Rudins definition of Integral vs Computation Please help me process this is any sane way.
If we look in Baby Rudin we find the integral as:
Common value of:
$$\overline{\int_{a}^{b}}f \ dx =  \inf U(P,f) \quad, \qquad
\underline{\int_{a}^{b}} f  \,dx =  \sup L(P,f)
$$
if these values exist and are equal. Here the $\inf$ and $\sup$ are taken over all partitions, where we have, in the above:
$$ U(P,f) = \sum_{i=1}^nM_i\Delta x_i  \quad, \qquad
L(P,f) = \sum_{i=1}^nm_i\Delta x_i
$$
where $m_i$ and $M_i$ are the $\sup$ and $\inf$ of $f$ on each respective subinterval. 
When we calculate integrals, we dont see anything like this, and even when calculating Riemann sums, we put $\Delta x_i = \frac{b-a}{n}$ and let $n \to \infty$. 
Question: How does this sum align with Rudins definition? This is supposed to be the $\inf$ over all partitions, how does fixing $\Delta x_i = \frac{b-a}{n}$ and letting $n \to \infty$ allow me to garantee that this infinite sum equals that $\inf / \sup$?. Also in calculations, people fix a point as the (often) rightmost point in that interval, but that is not the $\sup$ over that interval!! Whats going on here?
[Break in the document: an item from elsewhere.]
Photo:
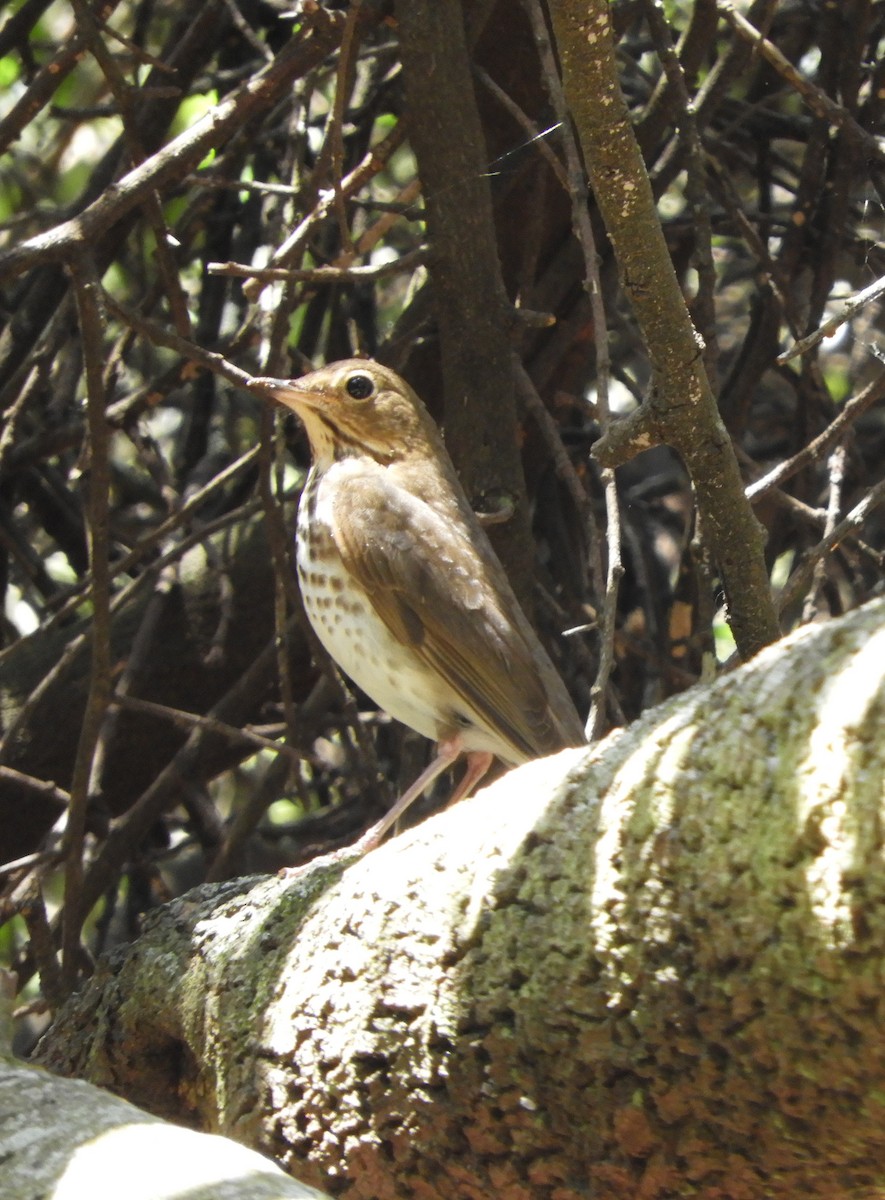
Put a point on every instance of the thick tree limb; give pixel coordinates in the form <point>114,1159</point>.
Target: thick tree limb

 A: I would advise you to look at this answer and carefully read both definitions $1$ and $2$ of Riemann integral and also the link of the integral with Darboux sums. The definition of Riemann integral which we use to calculate integral of functions like $x^{2}$ is based on Definition 2. And we take a partition whose sub-intervals are of equal length and form a Riemann sum and take its limit as the number of sub-intervals tends to $\infty$.
Baby Rudin does not handle the topic of Riemann integrals nicely and I would also advise you to consider studying Apostol's Mathematical Analysis on which my linked answer is based. In case you don't have a copy of Apostol's book, then you may also have a look at my blog posts on Riemann integral (which are also based on Apostol's book). You have to understand the link between a Darboux sum and a Riemann sum and the linked answer tries to provide some details in that direction.
A: Indeed, using that definition of the integral would drive most mathematicians insane. Fortunately, there is that wonderful theorem called "the Leibniz-Newton formula" ($\int _a ^b f = F(b) - F(a)$ whenever $F' = f$), which tells us that computing a Riemann integral is the same as computing an antiderivative and evaluating it in the endpoints. Now you are in the position to understand why it is cherished as one of the most important theorems in mathematics.
If the Lebniz-Newton formula does not easily lead to a result, we usually combine it with various properties of the Riemann integral, such as the one describing how it changes under diffeomorphisms (we call this a "change of variables").
By now, you should have understood what we do: we define the concept of "definite integral" based upon Riemann or Darboux sums, prove some practical properties using it, and then use these practical properties in concrete problems, not the original concept itself.